Development of a system for real-time measurement of DNA replication in live mammalian cells

DNA replication in mammalian cells comprises a fundamental and highly regulated process as abnormalities can lead to genome instability. Thus, monitoring DNA replication in cells could give us insights into genome duplication and related diseases. We have previously established an approach for real-time monitoring of DNA replication in individual live yeast cells (Dovrat et al, 2018). Here, we aim to establish an analogous system in mammalian cells to monitor and determine DNA replication rates in single living cells. Non-repetitive 96-mer of bacterial operators tetO and lacO arrays are inserted downstream of an early origin in the mammalian genome by the CRISPR-Cas9 system. Next, tet repressor (TetR) fused to GFP and lac repressor (LacI) fused to tdTomato are inserted into the genome using lentiviral transduction resulting in the formation of two fluorescent dots at the arrays loci.

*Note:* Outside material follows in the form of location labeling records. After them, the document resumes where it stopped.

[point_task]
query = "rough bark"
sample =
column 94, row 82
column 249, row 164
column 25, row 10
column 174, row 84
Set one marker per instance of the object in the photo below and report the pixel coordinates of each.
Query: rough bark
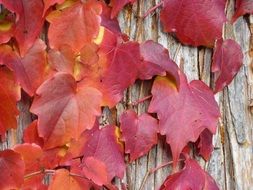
column 231, row 163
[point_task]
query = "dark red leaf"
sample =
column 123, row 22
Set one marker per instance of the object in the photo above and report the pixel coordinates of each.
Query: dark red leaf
column 190, row 108
column 205, row 144
column 117, row 5
column 243, row 7
column 138, row 133
column 194, row 22
column 31, row 70
column 12, row 169
column 9, row 95
column 192, row 177
column 227, row 61
column 29, row 21
column 71, row 109
column 100, row 146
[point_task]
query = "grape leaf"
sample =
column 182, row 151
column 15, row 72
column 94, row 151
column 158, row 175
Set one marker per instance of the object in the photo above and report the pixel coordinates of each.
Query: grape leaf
column 65, row 181
column 7, row 26
column 9, row 95
column 99, row 146
column 205, row 144
column 117, row 5
column 191, row 177
column 29, row 21
column 31, row 70
column 194, row 22
column 80, row 23
column 242, row 7
column 31, row 134
column 71, row 109
column 12, row 169
column 190, row 108
column 31, row 155
column 138, row 133
column 155, row 60
column 227, row 61
column 49, row 3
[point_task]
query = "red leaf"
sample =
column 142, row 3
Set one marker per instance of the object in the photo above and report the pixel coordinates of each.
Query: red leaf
column 29, row 21
column 205, row 144
column 64, row 181
column 194, row 22
column 80, row 23
column 99, row 146
column 190, row 108
column 9, row 95
column 12, row 170
column 7, row 27
column 138, row 133
column 71, row 109
column 117, row 5
column 49, row 3
column 156, row 61
column 227, row 61
column 242, row 7
column 31, row 154
column 191, row 177
column 31, row 134
column 31, row 70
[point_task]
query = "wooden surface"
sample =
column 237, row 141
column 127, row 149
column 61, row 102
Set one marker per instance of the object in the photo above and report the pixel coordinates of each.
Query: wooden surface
column 231, row 163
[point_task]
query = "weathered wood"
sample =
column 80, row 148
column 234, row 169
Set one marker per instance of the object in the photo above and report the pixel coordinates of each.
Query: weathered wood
column 231, row 163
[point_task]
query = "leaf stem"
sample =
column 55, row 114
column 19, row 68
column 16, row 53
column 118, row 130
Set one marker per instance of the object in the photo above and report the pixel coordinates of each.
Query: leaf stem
column 152, row 9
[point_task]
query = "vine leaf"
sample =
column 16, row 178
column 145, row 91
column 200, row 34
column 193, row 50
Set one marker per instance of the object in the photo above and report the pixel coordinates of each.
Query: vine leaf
column 71, row 109
column 31, row 155
column 29, row 21
column 49, row 3
column 194, row 23
column 9, row 95
column 242, row 7
column 192, row 176
column 190, row 108
column 205, row 144
column 63, row 180
column 227, row 61
column 117, row 5
column 138, row 133
column 12, row 170
column 80, row 23
column 101, row 152
column 31, row 70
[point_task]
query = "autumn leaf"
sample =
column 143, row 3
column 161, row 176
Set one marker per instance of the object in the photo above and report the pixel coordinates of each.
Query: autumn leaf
column 190, row 108
column 117, row 5
column 71, row 109
column 227, row 61
column 64, row 181
column 192, row 176
column 29, row 21
column 9, row 94
column 205, row 144
column 242, row 7
column 196, row 22
column 101, row 152
column 138, row 132
column 80, row 23
column 12, row 170
column 31, row 70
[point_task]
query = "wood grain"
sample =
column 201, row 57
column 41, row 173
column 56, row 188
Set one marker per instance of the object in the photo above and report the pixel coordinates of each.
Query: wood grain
column 231, row 163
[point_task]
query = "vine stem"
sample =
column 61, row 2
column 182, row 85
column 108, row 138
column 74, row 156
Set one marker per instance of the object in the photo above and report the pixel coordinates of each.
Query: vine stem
column 153, row 170
column 152, row 9
column 140, row 100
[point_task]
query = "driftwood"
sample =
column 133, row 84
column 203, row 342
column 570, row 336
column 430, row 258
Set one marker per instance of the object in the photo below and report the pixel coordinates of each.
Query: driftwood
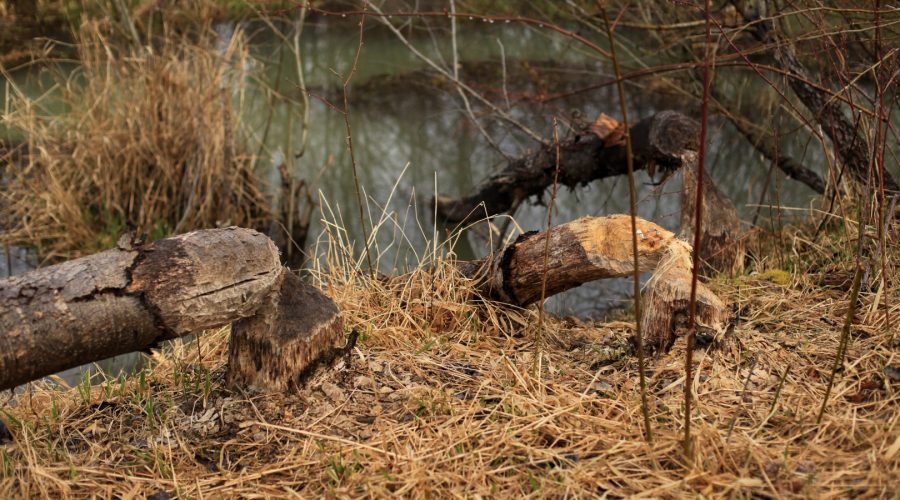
column 665, row 141
column 132, row 297
column 592, row 248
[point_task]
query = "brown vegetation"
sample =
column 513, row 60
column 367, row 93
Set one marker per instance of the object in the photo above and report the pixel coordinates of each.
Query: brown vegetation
column 441, row 399
column 150, row 141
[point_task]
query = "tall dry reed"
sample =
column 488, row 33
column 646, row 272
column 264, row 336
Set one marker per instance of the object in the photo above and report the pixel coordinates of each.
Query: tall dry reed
column 149, row 140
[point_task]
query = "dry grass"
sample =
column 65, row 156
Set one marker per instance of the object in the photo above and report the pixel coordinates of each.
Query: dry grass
column 149, row 140
column 440, row 399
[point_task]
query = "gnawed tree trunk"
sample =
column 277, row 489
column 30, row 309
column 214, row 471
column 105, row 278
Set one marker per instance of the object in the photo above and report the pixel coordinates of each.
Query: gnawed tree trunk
column 723, row 247
column 667, row 140
column 129, row 299
column 658, row 141
column 592, row 248
column 296, row 329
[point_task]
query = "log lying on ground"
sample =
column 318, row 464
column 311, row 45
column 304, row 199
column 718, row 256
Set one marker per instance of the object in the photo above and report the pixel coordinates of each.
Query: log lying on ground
column 130, row 298
column 658, row 141
column 592, row 248
column 723, row 247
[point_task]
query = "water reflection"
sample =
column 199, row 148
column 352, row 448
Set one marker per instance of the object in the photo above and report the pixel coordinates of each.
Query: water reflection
column 417, row 126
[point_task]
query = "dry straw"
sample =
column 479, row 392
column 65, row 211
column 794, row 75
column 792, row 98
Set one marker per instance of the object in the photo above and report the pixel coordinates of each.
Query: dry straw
column 149, row 141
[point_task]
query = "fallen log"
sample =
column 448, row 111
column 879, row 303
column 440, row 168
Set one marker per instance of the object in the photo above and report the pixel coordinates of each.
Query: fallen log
column 592, row 248
column 132, row 297
column 135, row 296
column 667, row 140
column 657, row 141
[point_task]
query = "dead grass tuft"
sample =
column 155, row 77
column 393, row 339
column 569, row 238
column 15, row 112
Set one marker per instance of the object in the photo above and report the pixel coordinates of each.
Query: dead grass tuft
column 149, row 141
column 440, row 399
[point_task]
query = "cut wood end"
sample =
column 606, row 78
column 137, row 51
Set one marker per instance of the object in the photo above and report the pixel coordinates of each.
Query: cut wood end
column 295, row 330
column 666, row 301
column 608, row 239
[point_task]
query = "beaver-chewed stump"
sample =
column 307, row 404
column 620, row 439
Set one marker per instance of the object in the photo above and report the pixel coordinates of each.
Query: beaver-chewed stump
column 296, row 329
column 132, row 297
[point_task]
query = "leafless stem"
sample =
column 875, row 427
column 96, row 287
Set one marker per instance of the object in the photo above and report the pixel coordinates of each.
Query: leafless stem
column 632, row 195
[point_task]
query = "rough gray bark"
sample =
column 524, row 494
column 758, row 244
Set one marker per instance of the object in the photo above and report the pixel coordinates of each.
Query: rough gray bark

Live-cell fluorescent imaging is then used to monitor the fluorescent intensity of the dots during DNA replication enabling the measurements of replication rates in live mammalian cells. Our system can be used for the investigation of replication during cancer cells proliferation, response to DNA damage and a variety of replication-associated processes such as cohesion and replication-transcription conflicts.

Dovrat D, et al. (2018) A Live-Cell Imaging Approach for Measuring DNA Replication Rates. Cell Rep 24(1):252–258.